Linear relationships between root and above-ground traits in common bean segregant generations

Authors

DOI:

https://doi.org/10.5965/223811712312024043

Keywords:

path analysis, correlation, selection gains, plant breeding

Abstract

The correlation estimation and its partition into cause and effect is seen as a valuable tool in obtaining gains from selection in plant breeding. This allows the anticipation of choosing the best genotypes. Thus, the objective of this study was to consider indirect selection for simultaneous improvement of root and above-ground traits in segregating common bean populations. The experiment was carried out in the 2021/22 season, considering six common bean genotypes, two parents and four segregating generations (F2, F3, F4 and F5), under a lattice design.

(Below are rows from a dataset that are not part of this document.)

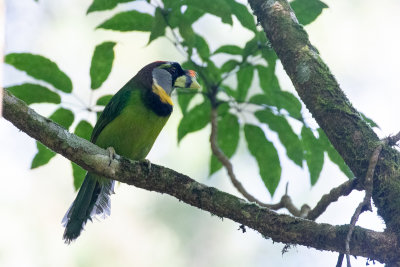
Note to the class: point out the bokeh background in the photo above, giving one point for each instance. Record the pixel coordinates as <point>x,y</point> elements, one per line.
<point>358,40</point>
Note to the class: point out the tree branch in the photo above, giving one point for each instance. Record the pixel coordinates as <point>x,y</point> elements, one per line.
<point>342,190</point>
<point>280,228</point>
<point>352,137</point>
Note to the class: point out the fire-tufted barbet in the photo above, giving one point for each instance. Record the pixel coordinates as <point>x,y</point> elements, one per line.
<point>129,124</point>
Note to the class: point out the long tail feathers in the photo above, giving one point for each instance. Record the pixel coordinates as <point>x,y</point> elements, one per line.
<point>92,201</point>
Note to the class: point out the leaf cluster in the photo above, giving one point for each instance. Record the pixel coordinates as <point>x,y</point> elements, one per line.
<point>242,86</point>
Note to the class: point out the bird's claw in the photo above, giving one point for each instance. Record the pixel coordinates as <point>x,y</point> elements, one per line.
<point>111,154</point>
<point>148,164</point>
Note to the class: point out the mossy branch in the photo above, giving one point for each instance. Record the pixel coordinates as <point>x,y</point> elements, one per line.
<point>280,228</point>
<point>352,137</point>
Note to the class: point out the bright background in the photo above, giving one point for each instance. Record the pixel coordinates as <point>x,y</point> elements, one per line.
<point>357,39</point>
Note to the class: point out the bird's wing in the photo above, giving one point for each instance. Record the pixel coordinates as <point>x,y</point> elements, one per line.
<point>111,111</point>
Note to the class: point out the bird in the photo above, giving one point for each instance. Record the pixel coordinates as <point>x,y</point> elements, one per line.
<point>128,126</point>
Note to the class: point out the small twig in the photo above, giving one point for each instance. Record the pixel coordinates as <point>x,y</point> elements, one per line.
<point>366,203</point>
<point>285,202</point>
<point>392,140</point>
<point>342,190</point>
<point>2,34</point>
<point>340,260</point>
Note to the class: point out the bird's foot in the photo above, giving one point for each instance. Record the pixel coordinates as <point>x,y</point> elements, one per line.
<point>111,154</point>
<point>148,164</point>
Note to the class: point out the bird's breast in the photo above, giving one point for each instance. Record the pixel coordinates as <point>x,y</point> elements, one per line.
<point>133,132</point>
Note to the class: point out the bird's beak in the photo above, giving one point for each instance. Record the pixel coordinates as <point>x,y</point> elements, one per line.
<point>187,81</point>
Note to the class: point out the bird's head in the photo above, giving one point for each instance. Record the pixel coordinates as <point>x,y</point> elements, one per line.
<point>170,75</point>
<point>162,77</point>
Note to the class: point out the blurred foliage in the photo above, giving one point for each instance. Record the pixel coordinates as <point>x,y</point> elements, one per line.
<point>261,112</point>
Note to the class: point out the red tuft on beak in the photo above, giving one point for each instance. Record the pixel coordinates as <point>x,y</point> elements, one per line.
<point>192,73</point>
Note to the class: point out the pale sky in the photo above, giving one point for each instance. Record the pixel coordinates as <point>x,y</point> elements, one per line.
<point>357,39</point>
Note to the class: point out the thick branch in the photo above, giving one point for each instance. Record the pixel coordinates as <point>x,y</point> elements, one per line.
<point>319,90</point>
<point>280,228</point>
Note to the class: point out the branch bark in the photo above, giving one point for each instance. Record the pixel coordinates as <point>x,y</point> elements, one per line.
<point>319,90</point>
<point>280,228</point>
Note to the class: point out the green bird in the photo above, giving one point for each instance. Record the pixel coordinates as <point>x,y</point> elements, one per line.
<point>130,123</point>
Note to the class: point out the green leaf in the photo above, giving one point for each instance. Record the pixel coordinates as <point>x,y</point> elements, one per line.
<point>265,155</point>
<point>129,21</point>
<point>184,99</point>
<point>101,66</point>
<point>290,140</point>
<point>193,14</point>
<point>333,155</point>
<point>314,154</point>
<point>244,78</point>
<point>83,129</point>
<point>229,49</point>
<point>229,66</point>
<point>103,101</point>
<point>40,68</point>
<point>251,48</point>
<point>159,25</point>
<point>63,116</point>
<point>195,119</point>
<point>99,5</point>
<point>43,156</point>
<point>281,100</point>
<point>202,47</point>
<point>227,139</point>
<point>187,33</point>
<point>218,8</point>
<point>213,73</point>
<point>243,14</point>
<point>307,10</point>
<point>370,122</point>
<point>34,93</point>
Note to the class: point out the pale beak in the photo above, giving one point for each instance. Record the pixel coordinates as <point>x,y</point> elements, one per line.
<point>187,81</point>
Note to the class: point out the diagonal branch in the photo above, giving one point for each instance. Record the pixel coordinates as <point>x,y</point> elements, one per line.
<point>280,228</point>
<point>351,136</point>
<point>342,190</point>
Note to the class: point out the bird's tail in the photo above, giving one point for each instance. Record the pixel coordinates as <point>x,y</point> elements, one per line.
<point>93,200</point>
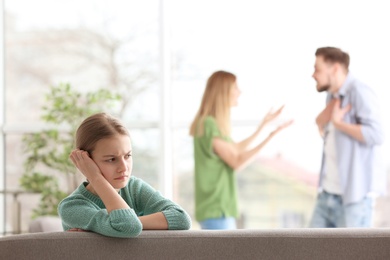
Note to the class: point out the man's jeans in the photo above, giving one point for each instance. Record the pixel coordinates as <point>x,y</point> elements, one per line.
<point>329,211</point>
<point>219,223</point>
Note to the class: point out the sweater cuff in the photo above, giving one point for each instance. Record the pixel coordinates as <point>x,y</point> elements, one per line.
<point>177,219</point>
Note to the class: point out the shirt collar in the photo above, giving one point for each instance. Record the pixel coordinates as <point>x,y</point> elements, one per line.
<point>346,85</point>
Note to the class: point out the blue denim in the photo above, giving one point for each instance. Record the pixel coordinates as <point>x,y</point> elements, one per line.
<point>218,223</point>
<point>330,212</point>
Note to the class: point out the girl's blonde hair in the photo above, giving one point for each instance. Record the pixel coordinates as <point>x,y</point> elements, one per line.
<point>96,127</point>
<point>215,103</point>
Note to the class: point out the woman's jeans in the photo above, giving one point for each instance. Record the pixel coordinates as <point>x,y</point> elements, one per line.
<point>218,223</point>
<point>330,211</point>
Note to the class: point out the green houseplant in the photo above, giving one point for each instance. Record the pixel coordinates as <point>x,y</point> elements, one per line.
<point>47,168</point>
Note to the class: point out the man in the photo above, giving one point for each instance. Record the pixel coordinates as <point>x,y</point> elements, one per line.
<point>352,132</point>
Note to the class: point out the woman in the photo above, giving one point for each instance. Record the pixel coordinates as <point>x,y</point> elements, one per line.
<point>112,202</point>
<point>217,156</point>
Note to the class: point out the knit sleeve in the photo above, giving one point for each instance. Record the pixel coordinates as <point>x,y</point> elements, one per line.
<point>149,201</point>
<point>77,212</point>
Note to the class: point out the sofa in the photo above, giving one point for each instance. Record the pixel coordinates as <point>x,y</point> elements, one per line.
<point>304,243</point>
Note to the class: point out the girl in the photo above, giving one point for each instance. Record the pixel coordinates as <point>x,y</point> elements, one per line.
<point>112,202</point>
<point>217,157</point>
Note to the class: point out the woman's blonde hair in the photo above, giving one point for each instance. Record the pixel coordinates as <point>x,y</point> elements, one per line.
<point>96,127</point>
<point>215,103</point>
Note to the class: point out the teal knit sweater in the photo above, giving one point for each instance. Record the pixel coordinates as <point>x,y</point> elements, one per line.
<point>86,211</point>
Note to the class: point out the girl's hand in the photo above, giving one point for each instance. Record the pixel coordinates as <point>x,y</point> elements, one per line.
<point>281,127</point>
<point>272,115</point>
<point>85,164</point>
<point>77,230</point>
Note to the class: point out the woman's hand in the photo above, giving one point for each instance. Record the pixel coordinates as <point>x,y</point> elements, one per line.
<point>84,163</point>
<point>281,127</point>
<point>271,115</point>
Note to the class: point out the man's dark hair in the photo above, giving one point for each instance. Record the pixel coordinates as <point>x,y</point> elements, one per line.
<point>332,55</point>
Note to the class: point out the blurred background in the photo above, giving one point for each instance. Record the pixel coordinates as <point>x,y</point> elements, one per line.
<point>153,59</point>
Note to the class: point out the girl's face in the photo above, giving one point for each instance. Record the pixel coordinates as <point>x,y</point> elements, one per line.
<point>234,94</point>
<point>113,157</point>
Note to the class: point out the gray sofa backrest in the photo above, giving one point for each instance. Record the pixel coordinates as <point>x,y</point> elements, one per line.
<point>197,244</point>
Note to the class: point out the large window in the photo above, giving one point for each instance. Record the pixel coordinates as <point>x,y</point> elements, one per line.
<point>119,45</point>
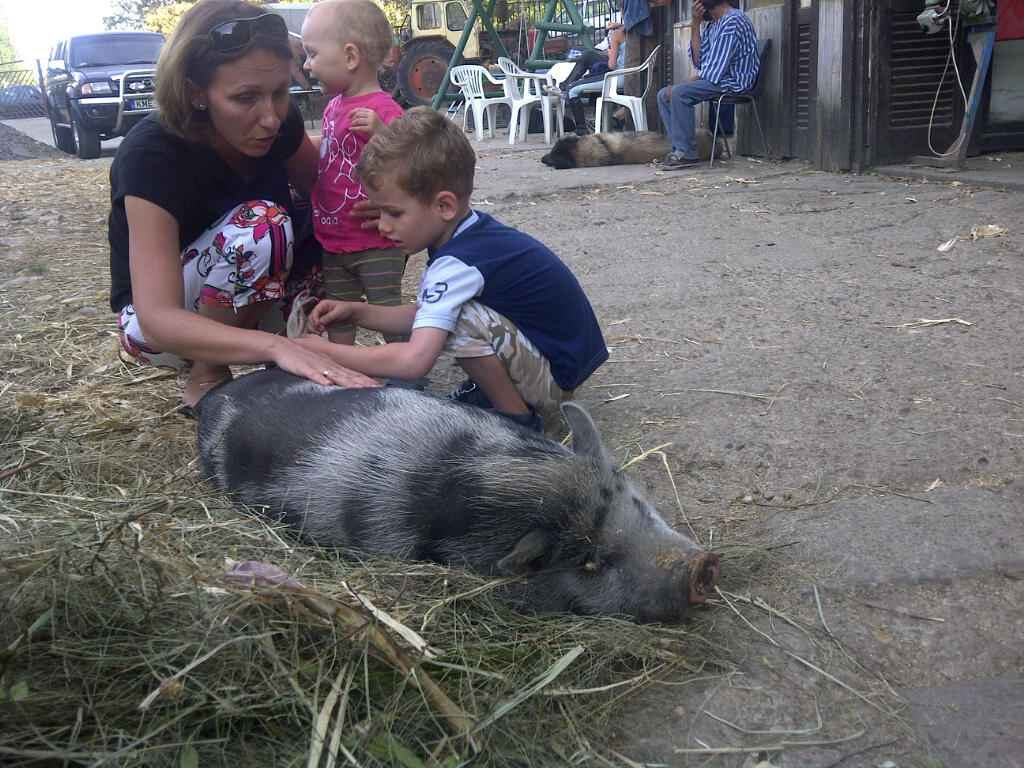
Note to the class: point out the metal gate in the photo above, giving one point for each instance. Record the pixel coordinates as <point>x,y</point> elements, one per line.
<point>910,98</point>
<point>19,92</point>
<point>804,69</point>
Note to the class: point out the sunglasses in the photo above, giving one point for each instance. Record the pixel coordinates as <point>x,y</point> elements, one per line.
<point>238,33</point>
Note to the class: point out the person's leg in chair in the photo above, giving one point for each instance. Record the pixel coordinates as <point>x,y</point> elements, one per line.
<point>683,99</point>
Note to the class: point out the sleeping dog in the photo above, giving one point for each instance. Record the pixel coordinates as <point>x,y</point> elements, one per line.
<point>616,148</point>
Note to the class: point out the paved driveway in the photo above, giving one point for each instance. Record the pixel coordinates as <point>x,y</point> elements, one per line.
<point>39,129</point>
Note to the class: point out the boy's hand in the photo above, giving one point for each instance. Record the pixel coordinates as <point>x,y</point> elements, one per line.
<point>367,211</point>
<point>329,311</point>
<point>365,121</point>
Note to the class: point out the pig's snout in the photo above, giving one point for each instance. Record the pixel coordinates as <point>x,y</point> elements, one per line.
<point>702,572</point>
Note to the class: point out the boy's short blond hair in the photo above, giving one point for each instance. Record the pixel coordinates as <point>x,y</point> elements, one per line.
<point>425,153</point>
<point>360,23</point>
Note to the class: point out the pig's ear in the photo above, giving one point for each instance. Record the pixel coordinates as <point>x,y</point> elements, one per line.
<point>526,552</point>
<point>586,439</point>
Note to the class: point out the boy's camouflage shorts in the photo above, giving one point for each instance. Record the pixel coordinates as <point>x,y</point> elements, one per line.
<point>481,332</point>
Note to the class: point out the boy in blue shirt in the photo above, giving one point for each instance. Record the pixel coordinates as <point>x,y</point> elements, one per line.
<point>510,311</point>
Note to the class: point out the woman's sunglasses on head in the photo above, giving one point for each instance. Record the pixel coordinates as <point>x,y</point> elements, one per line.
<point>238,33</point>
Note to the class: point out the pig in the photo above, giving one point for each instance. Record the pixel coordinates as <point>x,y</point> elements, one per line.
<point>397,473</point>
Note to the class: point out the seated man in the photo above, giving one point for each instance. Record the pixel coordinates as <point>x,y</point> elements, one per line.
<point>592,68</point>
<point>725,55</point>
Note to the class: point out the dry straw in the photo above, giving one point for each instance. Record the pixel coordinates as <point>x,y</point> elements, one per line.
<point>122,641</point>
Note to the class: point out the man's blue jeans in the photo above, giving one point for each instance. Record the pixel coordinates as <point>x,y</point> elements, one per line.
<point>676,103</point>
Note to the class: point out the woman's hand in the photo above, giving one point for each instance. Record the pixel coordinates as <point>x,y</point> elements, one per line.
<point>368,212</point>
<point>329,311</point>
<point>365,121</point>
<point>293,356</point>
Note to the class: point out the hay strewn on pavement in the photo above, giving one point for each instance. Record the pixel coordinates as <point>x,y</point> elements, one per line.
<point>123,642</point>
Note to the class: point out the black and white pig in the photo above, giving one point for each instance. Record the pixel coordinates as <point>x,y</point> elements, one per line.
<point>399,474</point>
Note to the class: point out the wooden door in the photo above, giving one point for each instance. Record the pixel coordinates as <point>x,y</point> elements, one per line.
<point>804,69</point>
<point>913,68</point>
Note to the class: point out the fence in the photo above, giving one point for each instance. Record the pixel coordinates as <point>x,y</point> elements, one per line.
<point>20,95</point>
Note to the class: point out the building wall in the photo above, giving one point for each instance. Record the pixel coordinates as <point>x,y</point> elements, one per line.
<point>835,86</point>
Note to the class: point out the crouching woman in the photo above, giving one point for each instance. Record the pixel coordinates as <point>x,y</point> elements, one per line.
<point>200,226</point>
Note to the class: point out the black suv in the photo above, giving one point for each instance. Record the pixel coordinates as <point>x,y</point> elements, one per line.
<point>98,86</point>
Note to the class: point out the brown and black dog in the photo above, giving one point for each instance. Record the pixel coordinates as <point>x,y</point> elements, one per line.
<point>616,148</point>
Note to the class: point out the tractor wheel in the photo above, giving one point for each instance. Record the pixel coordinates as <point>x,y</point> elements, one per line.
<point>421,70</point>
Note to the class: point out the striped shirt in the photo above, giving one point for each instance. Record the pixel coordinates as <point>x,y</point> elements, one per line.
<point>729,52</point>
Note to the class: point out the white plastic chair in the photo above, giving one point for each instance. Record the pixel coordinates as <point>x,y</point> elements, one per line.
<point>469,79</point>
<point>536,90</point>
<point>610,95</point>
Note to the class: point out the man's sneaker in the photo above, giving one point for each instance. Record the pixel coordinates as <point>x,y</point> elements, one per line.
<point>471,394</point>
<point>676,160</point>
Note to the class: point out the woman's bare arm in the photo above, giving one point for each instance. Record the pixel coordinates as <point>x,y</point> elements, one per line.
<point>303,166</point>
<point>159,300</point>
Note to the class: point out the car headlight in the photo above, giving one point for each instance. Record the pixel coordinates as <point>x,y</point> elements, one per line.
<point>95,89</point>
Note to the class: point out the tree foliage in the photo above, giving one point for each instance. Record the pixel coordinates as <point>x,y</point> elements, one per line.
<point>7,52</point>
<point>130,14</point>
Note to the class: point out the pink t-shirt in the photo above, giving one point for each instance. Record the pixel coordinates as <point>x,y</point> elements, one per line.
<point>338,187</point>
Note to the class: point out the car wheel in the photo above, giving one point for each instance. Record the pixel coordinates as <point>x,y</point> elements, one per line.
<point>62,138</point>
<point>86,141</point>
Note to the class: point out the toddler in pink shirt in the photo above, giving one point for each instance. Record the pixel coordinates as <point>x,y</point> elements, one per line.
<point>346,41</point>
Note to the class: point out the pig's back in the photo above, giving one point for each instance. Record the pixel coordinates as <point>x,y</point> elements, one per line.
<point>380,471</point>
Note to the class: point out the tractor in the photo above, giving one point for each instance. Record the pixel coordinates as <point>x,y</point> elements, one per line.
<point>428,35</point>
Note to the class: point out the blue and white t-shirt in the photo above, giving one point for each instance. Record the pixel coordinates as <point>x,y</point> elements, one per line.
<point>520,278</point>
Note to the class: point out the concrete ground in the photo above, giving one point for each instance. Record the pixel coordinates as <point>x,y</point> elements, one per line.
<point>1000,170</point>
<point>843,404</point>
<point>39,130</point>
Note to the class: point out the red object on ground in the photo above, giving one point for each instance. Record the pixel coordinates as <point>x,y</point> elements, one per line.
<point>1010,19</point>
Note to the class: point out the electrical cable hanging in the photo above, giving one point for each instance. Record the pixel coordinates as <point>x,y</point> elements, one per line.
<point>954,146</point>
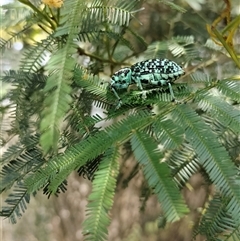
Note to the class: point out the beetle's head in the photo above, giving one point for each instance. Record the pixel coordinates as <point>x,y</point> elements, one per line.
<point>121,79</point>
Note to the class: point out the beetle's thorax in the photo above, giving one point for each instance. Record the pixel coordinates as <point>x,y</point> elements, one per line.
<point>122,78</point>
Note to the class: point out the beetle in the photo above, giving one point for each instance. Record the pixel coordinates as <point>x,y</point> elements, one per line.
<point>152,72</point>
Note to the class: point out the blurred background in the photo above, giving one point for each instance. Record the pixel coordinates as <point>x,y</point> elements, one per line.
<point>60,218</point>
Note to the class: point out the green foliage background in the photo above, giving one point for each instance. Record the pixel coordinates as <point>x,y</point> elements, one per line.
<point>56,131</point>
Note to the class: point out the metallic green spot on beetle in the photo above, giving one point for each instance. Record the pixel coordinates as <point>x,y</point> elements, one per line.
<point>152,72</point>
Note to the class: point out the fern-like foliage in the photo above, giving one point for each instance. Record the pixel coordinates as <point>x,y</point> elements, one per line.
<point>101,198</point>
<point>50,110</point>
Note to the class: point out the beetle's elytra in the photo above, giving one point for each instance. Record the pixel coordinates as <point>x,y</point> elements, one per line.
<point>152,72</point>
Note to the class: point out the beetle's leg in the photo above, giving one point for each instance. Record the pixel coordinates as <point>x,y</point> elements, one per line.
<point>139,85</point>
<point>119,99</point>
<point>171,91</point>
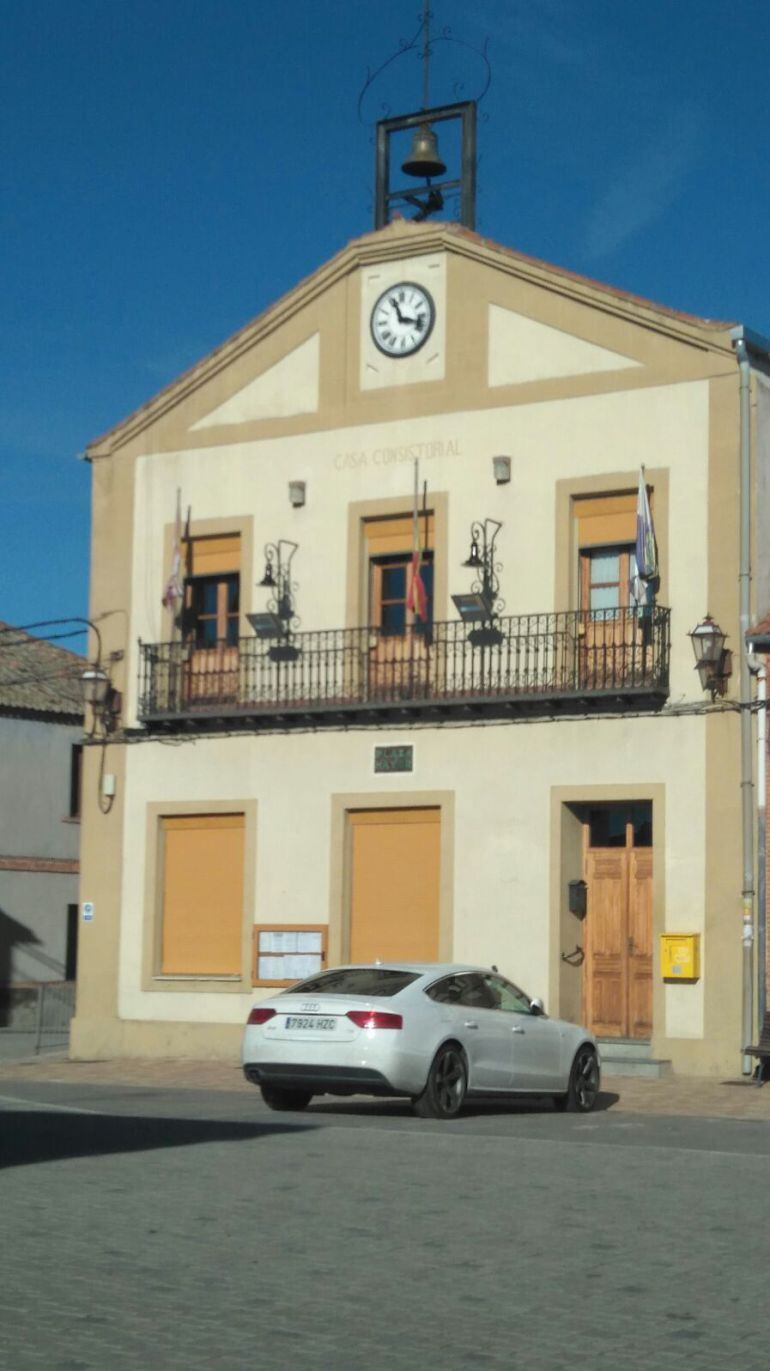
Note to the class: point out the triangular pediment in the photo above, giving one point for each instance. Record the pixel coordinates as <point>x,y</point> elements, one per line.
<point>524,350</point>
<point>541,324</point>
<point>287,388</point>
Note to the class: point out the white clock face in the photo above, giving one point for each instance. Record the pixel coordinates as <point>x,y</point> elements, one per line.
<point>403,318</point>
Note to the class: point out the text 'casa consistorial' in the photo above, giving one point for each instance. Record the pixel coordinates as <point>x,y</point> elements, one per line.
<point>391,455</point>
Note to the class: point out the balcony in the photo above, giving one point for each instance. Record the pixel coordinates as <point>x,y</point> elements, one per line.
<point>533,664</point>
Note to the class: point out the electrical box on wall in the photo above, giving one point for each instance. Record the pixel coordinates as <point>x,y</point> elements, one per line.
<point>577,897</point>
<point>680,956</point>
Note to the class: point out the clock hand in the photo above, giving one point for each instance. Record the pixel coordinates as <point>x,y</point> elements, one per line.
<point>395,303</point>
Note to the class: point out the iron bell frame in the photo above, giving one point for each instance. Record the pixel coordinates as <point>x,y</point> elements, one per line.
<point>387,199</point>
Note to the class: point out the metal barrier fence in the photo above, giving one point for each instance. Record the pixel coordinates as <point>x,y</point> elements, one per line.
<point>55,1008</point>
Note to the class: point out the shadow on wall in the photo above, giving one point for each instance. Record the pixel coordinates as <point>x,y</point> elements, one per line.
<point>13,934</point>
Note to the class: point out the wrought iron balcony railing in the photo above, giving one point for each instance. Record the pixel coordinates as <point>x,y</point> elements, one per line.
<point>540,662</point>
<point>567,662</point>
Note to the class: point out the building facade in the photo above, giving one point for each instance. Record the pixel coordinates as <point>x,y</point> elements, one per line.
<point>313,764</point>
<point>40,750</point>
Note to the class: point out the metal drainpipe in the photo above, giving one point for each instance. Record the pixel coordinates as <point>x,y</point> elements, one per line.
<point>744,601</point>
<point>761,841</point>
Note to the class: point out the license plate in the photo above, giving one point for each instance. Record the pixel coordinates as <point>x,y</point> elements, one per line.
<point>311,1022</point>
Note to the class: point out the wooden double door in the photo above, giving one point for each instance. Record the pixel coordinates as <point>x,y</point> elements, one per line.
<point>618,938</point>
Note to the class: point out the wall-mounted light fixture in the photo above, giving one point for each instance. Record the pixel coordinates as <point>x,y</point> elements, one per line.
<point>502,469</point>
<point>713,661</point>
<point>484,602</point>
<point>100,694</point>
<point>280,617</point>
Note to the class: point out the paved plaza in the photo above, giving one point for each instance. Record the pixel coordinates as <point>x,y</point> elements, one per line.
<point>159,1216</point>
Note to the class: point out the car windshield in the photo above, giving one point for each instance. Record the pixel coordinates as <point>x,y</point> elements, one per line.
<point>373,982</point>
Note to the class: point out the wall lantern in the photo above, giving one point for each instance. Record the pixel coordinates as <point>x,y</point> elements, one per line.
<point>482,603</point>
<point>280,617</point>
<point>713,661</point>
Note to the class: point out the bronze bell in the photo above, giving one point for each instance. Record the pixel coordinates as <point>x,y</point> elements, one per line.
<point>424,159</point>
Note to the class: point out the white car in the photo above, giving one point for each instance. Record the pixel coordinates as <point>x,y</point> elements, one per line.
<point>437,1034</point>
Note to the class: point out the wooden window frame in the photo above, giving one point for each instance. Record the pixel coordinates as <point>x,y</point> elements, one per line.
<point>224,617</point>
<point>152,979</point>
<point>625,554</point>
<point>285,928</point>
<point>377,565</point>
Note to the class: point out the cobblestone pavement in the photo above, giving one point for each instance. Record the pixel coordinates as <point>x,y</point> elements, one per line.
<point>737,1098</point>
<point>158,1216</point>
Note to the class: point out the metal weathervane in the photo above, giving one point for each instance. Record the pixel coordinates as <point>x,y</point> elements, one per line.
<point>424,161</point>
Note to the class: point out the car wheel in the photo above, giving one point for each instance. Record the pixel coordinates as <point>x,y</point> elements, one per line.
<point>277,1097</point>
<point>582,1089</point>
<point>447,1083</point>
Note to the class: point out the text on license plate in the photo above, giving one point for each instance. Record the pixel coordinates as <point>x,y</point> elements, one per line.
<point>310,1022</point>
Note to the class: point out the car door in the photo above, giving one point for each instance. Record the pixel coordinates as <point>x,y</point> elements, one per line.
<point>536,1041</point>
<point>469,1015</point>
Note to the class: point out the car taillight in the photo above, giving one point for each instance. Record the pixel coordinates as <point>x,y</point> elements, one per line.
<point>261,1016</point>
<point>374,1019</point>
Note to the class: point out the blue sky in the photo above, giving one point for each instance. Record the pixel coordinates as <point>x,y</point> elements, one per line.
<point>169,167</point>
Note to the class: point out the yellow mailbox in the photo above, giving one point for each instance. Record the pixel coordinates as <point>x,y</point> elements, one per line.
<point>680,956</point>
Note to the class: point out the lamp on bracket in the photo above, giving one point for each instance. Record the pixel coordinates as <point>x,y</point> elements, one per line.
<point>482,603</point>
<point>713,661</point>
<point>280,617</point>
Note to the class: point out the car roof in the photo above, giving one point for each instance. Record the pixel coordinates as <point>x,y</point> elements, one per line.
<point>422,968</point>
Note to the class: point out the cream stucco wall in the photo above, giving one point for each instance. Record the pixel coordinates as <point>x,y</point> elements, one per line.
<point>502,779</point>
<point>669,403</point>
<point>666,427</point>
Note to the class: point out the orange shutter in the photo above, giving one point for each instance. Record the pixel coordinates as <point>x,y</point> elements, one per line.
<point>203,894</point>
<point>395,886</point>
<point>606,518</point>
<point>214,555</point>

Root system traits were measured by two phenotyping methods, called Shovelomics and WinRHIZO. The aerial part traits evaluated were chlorophyll content, plant height, stem diameter, first pod height insertion and yield components (number of pods, number of grains and weight of grains per plant). Correlation analysis and cause and effect analysis (path analysis) were performed. Significant correlation estimates (τ) were found between root and aerial traits, with emphasis on chlorophyll B content with left horizontal length (τ = -0.22) and chlorophyll A content with total root length (τ = 0.24). The unfolding of these estimates by path analysis indicated that the chlorophyll A content has a correlation and a high direct effect on the total length of roots and that the total chlorophyll content indirectly influences the left and right horizontal root lengths. This fact makes it possible to obtain gains with the selection of improved common bean plants for root system based on the direct and indirect evaluation of chlorophyll contents, easily measured in the aerial part of the plants. This allows the optimization of time and resources in breeding programs, aiming at obtaining agronomically superior plants.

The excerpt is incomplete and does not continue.